We were told that most people who live there are only there because they work for the mines, so they invest their money in tangible items that they can take with them when they go, instead of maintaining their houses and property.
If you’re driving from Queenstown to Hobart, I strongly recommend that you have a full petrol tank before leaving Queenstown.
The drive from Queenstown to Lake Saint Clair is pretty awesome. The road surface is good and there wasn’t much traffic on it when we went. Stephen really enjoyed the winding road. I think the road is (more or less) the divide between Cradle Mountain – Lake Saint Clair NP and Franklin-Gordon Wild Rivers NP (they like the long names down there, hey?). To the south you may be lucky enough to see Frenchman’s Cap and, at the highest point of the road, The Acropolis (mountains at the southern end of CM-LSC NP) as you look north.
If you’re driving by it’s probably worth stopping at the Tas Parks centre at Cynthia Bay (southern end of Lake St Clair) to take a photo or two and so you can at least say you’ve been there. You’re technically in the park at that point and are supposed to have a permit – if you’re just stopping for a pitstop and it’s not peak season, I wouldn’t worry about it. The Tas Parks info and shop is on the left; the independently owned cafe & shop on the right; we only buy stuff from the Tas Parks side in the hope our money will be used to help maintain and develop the parks. There wasn’t much at the cafe when we stopped so instead of it being our lunch stop we chose to push on. (Tip: always have some sort of snack and water in the car when travelling, just incase.)
As you leave, you’ll cross the Derwent River near it’s source – I thought that was pretty special. (The Derwent is the river that flows out past Hobart.)
Shortly after you leave the lake, the road surface starts getting pretty shoddy. In general Tassie roads are pretty good, but this section gets a lot of traffic from cars, busses and logging trucks, so you have to pay more attention to the road.
The vast expanse of land south of Cradle Mountain-Lake Saint Clair National Park is pretty much all National Park or other reserve. Very rugged, inhospitable, and very beautiful.
On our way to Hobart we chose to stick with the A10 as Stephen wanted to see Tarraleah (pronounced with four syllables – say the ‘ah’ at the end). When you look at a map, it’s right in the centre of the state (more or less). There is a hydro electric power station there, which you get to see magnificent views of as the road winds right pass it. Turn off the main road into Tarraleah itself and you’ll drive past the workers cottages which (I think) have mostly (if not entirely) been turned into visitor accommodation now. There is a small group of buildings about half way along the road off to the right where we stopped for lunch – there was a nice little cafe there. Adjoining the cafe is a small shop (it was actually quite spacious, but wasn’t stocked to the hilt) with hand crafted things. Up the road a little further is Tarraleah Lodge which is the main hotel and a viewing platform where you can look down the hill from the top of the very impressive pipes taking the water to the main power station.

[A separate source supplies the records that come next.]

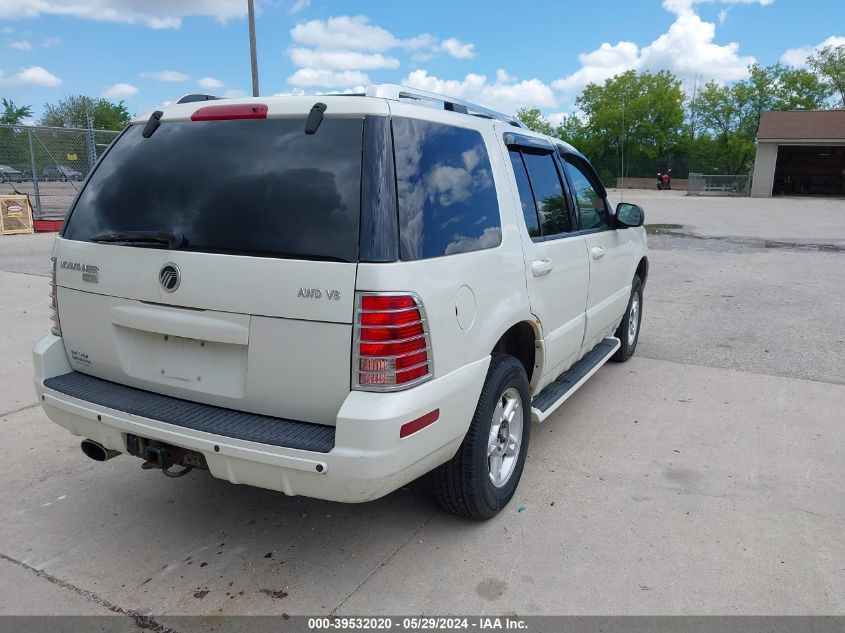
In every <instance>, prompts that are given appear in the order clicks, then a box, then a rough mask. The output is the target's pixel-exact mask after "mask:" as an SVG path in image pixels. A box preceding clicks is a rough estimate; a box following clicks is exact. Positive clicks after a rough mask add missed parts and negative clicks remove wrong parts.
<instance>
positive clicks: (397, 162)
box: [393, 117, 502, 260]
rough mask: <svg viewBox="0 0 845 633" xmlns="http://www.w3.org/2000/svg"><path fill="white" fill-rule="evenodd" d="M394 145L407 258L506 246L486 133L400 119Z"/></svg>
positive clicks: (447, 125) (403, 229)
mask: <svg viewBox="0 0 845 633" xmlns="http://www.w3.org/2000/svg"><path fill="white" fill-rule="evenodd" d="M393 142H394V152H395V155H396V189H397V195H398V201H399V239H400V245H399V254H400V257H401V259H403V260H415V259H426V258H429V257H440V256H441V255H452V254H455V253H466V252H470V251H476V250H480V249H484V248H493V247H496V246H498V245H499V244H501V242H502V228H501V221H500V219H499V203H498V199H497V197H496V187H495V185H494V184H493V172H492V168H491V166H490V159H489V157H488V155H487V148H486V146H485V144H484V140H483V138H482V136H481V134H480V133H478V132H476V131H474V130H468V129H465V128H459V127H454V126H450V125H441V124H439V123H430V122H427V121H419V120H417V119H407V118H402V117H394V118H393Z"/></svg>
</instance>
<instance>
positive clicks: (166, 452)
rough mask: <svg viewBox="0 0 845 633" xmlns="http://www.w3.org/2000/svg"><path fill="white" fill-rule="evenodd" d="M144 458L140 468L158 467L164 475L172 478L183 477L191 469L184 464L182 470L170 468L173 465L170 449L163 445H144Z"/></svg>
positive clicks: (186, 474) (150, 468)
mask: <svg viewBox="0 0 845 633" xmlns="http://www.w3.org/2000/svg"><path fill="white" fill-rule="evenodd" d="M144 459H145V460H146V461H145V462H144V463H143V464H141V468H143V469H144V470H154V469H160V470H161V472H162V473H164V475H165V476H166V477H172V478H174V479H176V478H177V477H184V476H185V475H187V474H188V473H189V472H191V470H193V469H192V467H191V466H186V467H184V468H182V470H170V467H171V466H173V461H172V460H171V459H170V451H169V450H168V449H167V447H165V446H147V447H145V450H144Z"/></svg>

Apparently it’s a great place to stay. Expensive (substitute exclusive if you wish) too, I believe. One of the main visitor draw-cards is fishing on the nearby lakes – that doesn’t hold much appeal for me. I’d rather try some of the walks.
On the way out, you might be mesmerized (as we were) by the large white towers at the top of the rise. Try not to hit the exceptionally deep pothole just over the rise (as we did). Cars don’t like that too much (as we found out). Hopefully they’ve fixed it by now.
Also on the way out, you’ll see some very shaggy highland cattle with rather long and pointy horns on the right – safely behind fences though. Guests of the lodge can feed them I think – an activity that’s especially popular with children.